A seca é um fenômeno climático velho conhecido nosso. Ela é tão certa quanto à morte e quando ocorre com tanta intensidade como agora, a morte dos animais é uma certeza. A seca tem provocado até transtornos comportamentais em alguns criadores, a ponto de fazê-los perder a cabeça e cometer suicídio diante da impotência de não mais poder fazer nada pelo seu rebanho; após extinta todas as reservas alimentares e os recursos financeiros, associado à (in)certeza do futuro. Não é raro ouvirmos relatos de casos desse tipo na nossa região, infelizmente.

Essa tragédia secular é anunciada há muito tempo e não dá mais para jogar “cara ou coroa” ou “palitinhos” a fim de saber se ela irá ocorrer de ano em ano, de dois em dois, ou de dez em dez. O certo é que, volta e meia, lá vem ela novamente, e cada vez mais desastrosa, encontrando-nos sempre despreparados para a sua recepção. Os governantes das três esferas do poder público sabem muito bem disso. O problema é que, ao contrário do que apregoam, preferem tratar a questão com paliativos; reagem tardiamente quando da ocorrência de estiagens prolongadas, quando na verdade deviam agir antecipadamente. Qualquer leigo sabe que curar é sempre mais dispendioso e custoso do que prevenir.

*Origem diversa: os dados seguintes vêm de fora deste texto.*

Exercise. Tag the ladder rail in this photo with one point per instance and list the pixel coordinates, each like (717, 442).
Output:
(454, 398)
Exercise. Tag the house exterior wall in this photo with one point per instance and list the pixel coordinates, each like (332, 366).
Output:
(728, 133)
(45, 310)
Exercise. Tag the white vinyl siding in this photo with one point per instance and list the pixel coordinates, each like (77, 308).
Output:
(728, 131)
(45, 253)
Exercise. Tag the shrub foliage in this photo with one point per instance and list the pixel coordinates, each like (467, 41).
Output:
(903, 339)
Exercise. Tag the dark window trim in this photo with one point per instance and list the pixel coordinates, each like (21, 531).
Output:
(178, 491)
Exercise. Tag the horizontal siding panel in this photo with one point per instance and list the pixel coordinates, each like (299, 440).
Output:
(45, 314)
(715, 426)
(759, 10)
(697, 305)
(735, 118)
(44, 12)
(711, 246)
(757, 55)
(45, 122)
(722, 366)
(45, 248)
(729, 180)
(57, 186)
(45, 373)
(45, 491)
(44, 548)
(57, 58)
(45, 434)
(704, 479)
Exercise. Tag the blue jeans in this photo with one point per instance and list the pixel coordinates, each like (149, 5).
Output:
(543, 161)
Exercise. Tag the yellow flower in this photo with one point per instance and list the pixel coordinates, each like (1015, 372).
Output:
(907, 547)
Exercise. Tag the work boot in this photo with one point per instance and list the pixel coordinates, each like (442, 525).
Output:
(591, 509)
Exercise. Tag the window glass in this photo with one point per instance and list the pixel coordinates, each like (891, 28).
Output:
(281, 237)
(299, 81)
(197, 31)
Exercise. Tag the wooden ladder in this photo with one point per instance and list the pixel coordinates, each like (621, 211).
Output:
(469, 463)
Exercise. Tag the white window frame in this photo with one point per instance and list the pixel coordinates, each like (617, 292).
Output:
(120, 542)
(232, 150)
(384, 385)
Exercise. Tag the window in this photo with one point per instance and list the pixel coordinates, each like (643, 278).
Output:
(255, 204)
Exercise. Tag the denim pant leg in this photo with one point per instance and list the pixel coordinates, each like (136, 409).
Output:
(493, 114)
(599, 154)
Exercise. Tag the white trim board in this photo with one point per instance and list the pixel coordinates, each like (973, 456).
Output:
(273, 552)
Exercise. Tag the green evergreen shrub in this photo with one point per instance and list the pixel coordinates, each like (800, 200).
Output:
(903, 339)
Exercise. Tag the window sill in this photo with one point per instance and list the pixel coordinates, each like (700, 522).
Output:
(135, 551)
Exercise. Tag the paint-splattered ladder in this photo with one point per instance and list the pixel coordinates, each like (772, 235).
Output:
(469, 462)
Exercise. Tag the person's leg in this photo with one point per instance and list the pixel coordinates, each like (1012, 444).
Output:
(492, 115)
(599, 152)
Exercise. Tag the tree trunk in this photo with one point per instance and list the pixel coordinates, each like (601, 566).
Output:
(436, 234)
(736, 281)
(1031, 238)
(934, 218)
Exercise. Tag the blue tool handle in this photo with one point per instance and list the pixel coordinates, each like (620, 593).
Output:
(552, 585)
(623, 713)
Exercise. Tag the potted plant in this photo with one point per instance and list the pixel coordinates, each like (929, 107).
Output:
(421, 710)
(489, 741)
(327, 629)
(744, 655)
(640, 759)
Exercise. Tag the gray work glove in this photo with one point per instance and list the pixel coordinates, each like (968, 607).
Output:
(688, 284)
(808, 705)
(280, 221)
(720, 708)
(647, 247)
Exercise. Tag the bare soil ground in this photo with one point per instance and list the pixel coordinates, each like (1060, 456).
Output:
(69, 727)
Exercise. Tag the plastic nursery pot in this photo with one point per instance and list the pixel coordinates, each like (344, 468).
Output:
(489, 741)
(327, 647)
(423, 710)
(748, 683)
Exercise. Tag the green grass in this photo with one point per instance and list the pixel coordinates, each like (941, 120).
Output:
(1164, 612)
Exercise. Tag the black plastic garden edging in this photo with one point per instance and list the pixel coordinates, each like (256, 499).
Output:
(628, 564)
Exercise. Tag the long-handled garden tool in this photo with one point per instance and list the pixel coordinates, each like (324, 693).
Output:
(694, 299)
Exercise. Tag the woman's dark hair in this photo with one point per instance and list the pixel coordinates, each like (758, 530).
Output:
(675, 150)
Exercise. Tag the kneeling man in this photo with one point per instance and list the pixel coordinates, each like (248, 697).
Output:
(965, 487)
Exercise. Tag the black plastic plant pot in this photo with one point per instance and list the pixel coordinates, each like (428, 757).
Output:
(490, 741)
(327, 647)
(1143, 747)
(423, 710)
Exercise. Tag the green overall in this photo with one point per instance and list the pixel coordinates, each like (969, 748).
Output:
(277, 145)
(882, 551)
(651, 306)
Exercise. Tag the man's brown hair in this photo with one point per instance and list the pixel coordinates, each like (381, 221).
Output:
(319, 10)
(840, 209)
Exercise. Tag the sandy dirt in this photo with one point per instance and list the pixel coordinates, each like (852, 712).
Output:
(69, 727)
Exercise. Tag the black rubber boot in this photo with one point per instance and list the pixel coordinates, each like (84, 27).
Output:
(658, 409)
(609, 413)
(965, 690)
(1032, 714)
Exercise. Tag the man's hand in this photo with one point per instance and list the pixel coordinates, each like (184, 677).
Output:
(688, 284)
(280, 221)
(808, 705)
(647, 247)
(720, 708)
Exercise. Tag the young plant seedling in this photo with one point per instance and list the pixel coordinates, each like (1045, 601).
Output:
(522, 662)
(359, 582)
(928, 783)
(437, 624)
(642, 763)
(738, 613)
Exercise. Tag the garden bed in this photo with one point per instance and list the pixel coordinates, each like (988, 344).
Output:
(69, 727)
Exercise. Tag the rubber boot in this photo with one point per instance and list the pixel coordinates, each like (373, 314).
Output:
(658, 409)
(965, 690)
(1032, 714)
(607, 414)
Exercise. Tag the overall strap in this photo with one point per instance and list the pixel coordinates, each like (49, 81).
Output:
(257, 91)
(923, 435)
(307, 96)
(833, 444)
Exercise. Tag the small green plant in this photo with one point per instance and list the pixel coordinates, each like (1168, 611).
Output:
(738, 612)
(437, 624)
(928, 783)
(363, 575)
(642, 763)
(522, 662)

O quadro que ora se configura tende a virar o refrão da perua, “é de pior a pior”. Não há nenhuma previsão de chuvas alentadoras em curto prazo, a não ser que a natureza resolva desbancar os meteorologistas, perdoar as agressões sofridas pela ação do homem e dar um fim nessa seca causticante. Mesmo acreditando nos prognósticos dos meteorologistas, o sertanejo ainda se apega a um fio de esperança na crença de que, até o dia de São José, o céu possa derramar bênçãos em forma d’água.

Se o dia 19 transcorrer sem sinais de chuvas, certamente assistiremos a um desbaste de animais de grande e pequeno porte, pois o que se ouve em reuniões de agricultores e produtores rurais e em conversas rotineiras é que não haverá mais condição nenhuma de manter pelo menos a “semente” da criação, uma vez que não se tem mais nada para alimentar os animais no campo. Encontramos ainda alguma vegetação na copa das árvores, onde os animais não conseguem alcançar por mais insistente que sejam. Embaixo, só se ver o pó fino pisado e repisado nos “carreiros de bode”.

Enquanto esse quadro desolador vai se complicando e os animais com os dias contados, seja pela iminência da morte por fome e sede ou sangrado pelas facas afiadas e pontiagudas dos marchantes e atravessadores, aproveitadores da situação, o tema recorrente na mídia é eleição.

Fala-se tanto em 2014 – não em inverno, fartura e bonança – mas em quem vai ser candidato a presidente do nosso país cheio de desigualdades. Parece que essa discussão fora de época é usada com a finalidade de desviar a atenção para o grave problema social e econômico que o Nordeste está vivendo. Para os que só têm sede e fome de poder, até que a seca é “benfazeja”: gera dividendos eleitorais e alimenta uma grande “indústria”.

Afinal, “não é só falar de seca. Não tem só seca no Sertão”.